Before that, in 2014, the Kabul-Behsud highway (that intersects the Kabul-Kandahar highway) had become famous as a “Death Road” where Afghanistan’s minority Hazara were specifically targeted for murder by the Taliban. The Hazara are a traditionally oppressed minority. In recent decades, they have begun a resurgence, attaining opportunities in education and employment that had traditionally been closed to them. The Taliban’s persecution of them has been partly sectarian (Hazara are Shia, while the Taliban are Sunni), partly traditional oppression (trying to keep the Hazara in their lower-status place through terror). Many factions in the civil wars Afghanistan has suffered since 1979 have targeted Hazara civilians with a particular ferocity.
So, when, a few months ago, a group of Hazara civilians – four men, two women, and a child – were abducted on the Kabul-Kandahar highway, held for a month, probably by ISIS-Afghanistan (a split from the Taliban), and then beheaded, the authors of the atrocity, as well as the country’s government, may have expected the same kind of terrorized response that they have grown accustomed to.
The response was not what they expected. The families of the victims refused to bury the bodies. They marched with the coffins in Kabul.
Writing in the Swedish Feministiskt Perspektiv, Dr. Farooq Sulehria, a journalist with extensive experience in Afghanistan, described the mass protest of November 11, in which Kabul “erupted” on a scale seen “for the first time in three decades”, with a “30,000-strong rally” that “stretched over 15 kilometres.” The protest was remarkable not solely for its size: “While Hazara dominate numerically, every ethnicity is visible in the rally… Women in their thousands, sometimes carrying coffins on their shoulders, are marching at the vanguard.” The protests, Sulehria writes, sidelined the traditional Hazara leadership. “Muhammad Mohaqiq, a warlord and second deputy to CEO, as well as Karim Khalili, former vice president, were not spotted at the rally.” The Afghan diaspora also mobilized, with rallies in many cities at Afghan embassies all over the world. Among the chants there was one notable for its simplicity:“death to the Islamic State”.
And even though since November there have been more abductions of Hazaras along the highways and more people found beheaded, there are signs that the protests may have shaken both perpetrators and the government. To date, no one has taken responsibility for the murders, even though everyone holds ISIS-Afghanistan responsible.
The scale of the protests took the Afghan authorities by surprise. The protests had several new features: solidarity across Afghanistan’s Pashtun, Tajik, Uzbek, and Hazara groups; their grassroots nature, sidelining the traditional warlord-type authorities; and their militancy. After a long period of official silence, Afghanistan’s president promised to take action.

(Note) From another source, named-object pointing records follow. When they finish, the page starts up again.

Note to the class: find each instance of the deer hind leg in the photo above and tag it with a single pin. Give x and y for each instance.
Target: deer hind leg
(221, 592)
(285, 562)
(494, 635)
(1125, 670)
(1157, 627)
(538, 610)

Afghanistan has many traditions. Yes, some of these are conservative and religious. But one that is rarely remembered is the tradition of nationalism that united the country’s ethnic groups in the struggle for sovereignty and development – there were many mass protests on that basis in the 1970s.
Another tradition that is rarely remembered is the tradition of women’s struggles. In the spring, I wrote about the massive outpouring of rage and protest after the murder of a woman named Farkhunda outside of a mosque in Kabul. That outpouring, which also surprised both the murderers and the authorities, forced the government to act to arrest and jail some of the perpetrators.
It is too early to know if the protests of 2015 are the beginning of something bigger in Afghanistan. But there is certainly potential. Maybe enough potential to scare those who are most comfortable terrorizing others. Large numbers of people that are militant, hard to scare, and hard to divide on sectarian lines are a formidable force, one Afghanistan may see more of in 2016.